Hoplisoma griseum, the gray corydoras, is a species of freshwater ray-finned fish belonging to the subfamily Corydoradinae, the corys, of the family Callichthyidae, the armoured catfishes. This catfish is only known from the Kuribrong River, a tributary of the Potaro River, in the Essequibo River basin, in the Potaro-Siparuni region of Guyana.

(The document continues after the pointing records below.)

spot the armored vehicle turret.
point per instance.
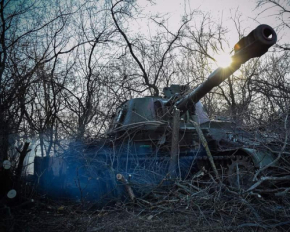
(156, 140)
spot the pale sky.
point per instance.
(219, 10)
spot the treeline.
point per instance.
(66, 65)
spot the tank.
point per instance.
(157, 140)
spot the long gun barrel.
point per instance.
(253, 45)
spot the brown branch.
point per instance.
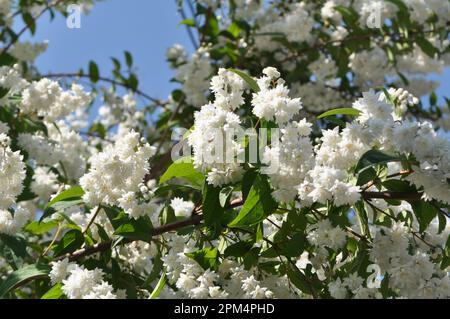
(192, 221)
(107, 80)
(197, 218)
(393, 196)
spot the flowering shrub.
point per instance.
(312, 159)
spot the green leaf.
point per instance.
(22, 276)
(426, 47)
(30, 22)
(128, 59)
(398, 185)
(18, 245)
(258, 205)
(55, 292)
(135, 229)
(366, 176)
(94, 73)
(224, 195)
(248, 79)
(294, 247)
(70, 242)
(60, 207)
(188, 22)
(133, 82)
(374, 157)
(212, 210)
(71, 193)
(207, 258)
(425, 213)
(40, 228)
(7, 59)
(159, 287)
(238, 249)
(183, 169)
(299, 280)
(399, 3)
(340, 111)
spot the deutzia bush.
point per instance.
(309, 158)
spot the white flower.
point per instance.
(182, 208)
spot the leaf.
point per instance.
(71, 193)
(18, 245)
(207, 258)
(23, 275)
(70, 242)
(238, 249)
(340, 111)
(30, 22)
(159, 287)
(7, 59)
(55, 292)
(40, 228)
(136, 230)
(212, 210)
(398, 185)
(258, 205)
(294, 247)
(94, 73)
(366, 176)
(224, 195)
(59, 207)
(425, 213)
(374, 157)
(188, 22)
(184, 169)
(248, 79)
(426, 47)
(128, 59)
(400, 5)
(299, 280)
(133, 82)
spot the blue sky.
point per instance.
(146, 28)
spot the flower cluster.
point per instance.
(115, 175)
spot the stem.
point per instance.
(92, 220)
(194, 220)
(107, 80)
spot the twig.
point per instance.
(107, 80)
(194, 220)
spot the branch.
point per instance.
(393, 195)
(194, 220)
(107, 80)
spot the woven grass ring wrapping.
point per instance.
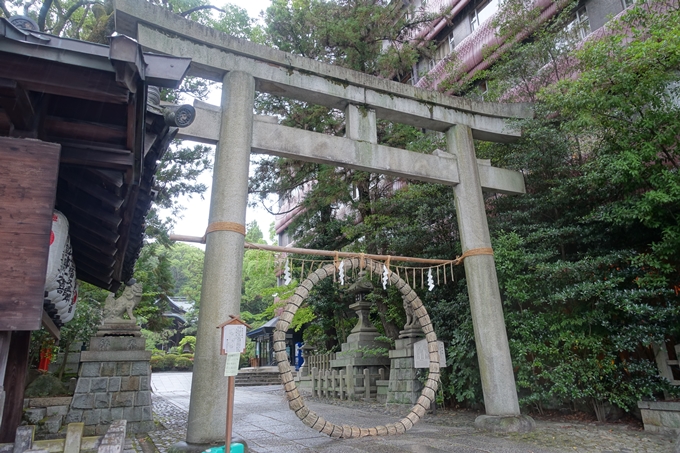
(295, 401)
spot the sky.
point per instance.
(194, 219)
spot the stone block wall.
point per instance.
(113, 384)
(404, 387)
(661, 416)
(47, 414)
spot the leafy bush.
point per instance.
(190, 340)
(157, 363)
(169, 361)
(184, 363)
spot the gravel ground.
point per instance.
(561, 436)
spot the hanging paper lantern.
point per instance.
(430, 280)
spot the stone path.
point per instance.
(262, 418)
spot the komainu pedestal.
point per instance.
(113, 380)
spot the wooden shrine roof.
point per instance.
(91, 99)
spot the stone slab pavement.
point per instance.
(263, 420)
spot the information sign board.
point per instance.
(421, 356)
(233, 338)
(233, 359)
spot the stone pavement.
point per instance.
(263, 420)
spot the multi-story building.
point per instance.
(462, 39)
(467, 33)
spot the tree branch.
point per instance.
(4, 9)
(199, 8)
(43, 14)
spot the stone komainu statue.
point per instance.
(114, 308)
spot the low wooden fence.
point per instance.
(320, 361)
(338, 384)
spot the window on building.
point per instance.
(482, 13)
(445, 47)
(580, 25)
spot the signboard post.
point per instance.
(421, 355)
(232, 344)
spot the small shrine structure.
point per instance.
(77, 133)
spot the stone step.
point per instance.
(257, 376)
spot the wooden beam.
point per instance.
(101, 234)
(332, 254)
(15, 383)
(48, 324)
(28, 177)
(94, 269)
(76, 180)
(56, 128)
(97, 158)
(83, 83)
(86, 253)
(79, 211)
(106, 284)
(90, 240)
(110, 176)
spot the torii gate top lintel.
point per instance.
(243, 68)
(214, 53)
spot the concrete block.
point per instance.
(91, 417)
(99, 384)
(142, 427)
(122, 399)
(140, 369)
(83, 401)
(147, 414)
(90, 369)
(101, 430)
(46, 402)
(114, 439)
(114, 384)
(53, 424)
(56, 410)
(34, 415)
(105, 417)
(117, 413)
(74, 416)
(83, 385)
(143, 398)
(509, 424)
(102, 400)
(114, 356)
(74, 435)
(108, 369)
(132, 414)
(123, 368)
(130, 384)
(24, 438)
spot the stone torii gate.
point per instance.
(244, 68)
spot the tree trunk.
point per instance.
(391, 330)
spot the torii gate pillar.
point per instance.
(491, 339)
(223, 265)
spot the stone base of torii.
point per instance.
(244, 68)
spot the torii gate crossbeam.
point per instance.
(244, 68)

Hoplisoma griseum is oviparous. The female holds a batch of between 2 and 4 eggs between her pelvic fins, and the male takes around 30 seconds to fertilise each batch. The female then swims to a suitable spot, where she attaches the very sticky eggs. They repeat this process until around 100 eggs have been fertilised and stuck to a substrate.

This species has a maximum standard length of 4.2 cm. This species is a benthic feeder, preying on small invertebrates that live on the bottom. The gray corydoras is a facultative air breather.

Hoplisoma griseum is threatened by encroachment on its habitat by gold mining activities which use jets of water to wash away the river banks, as well as dredging the riverbed.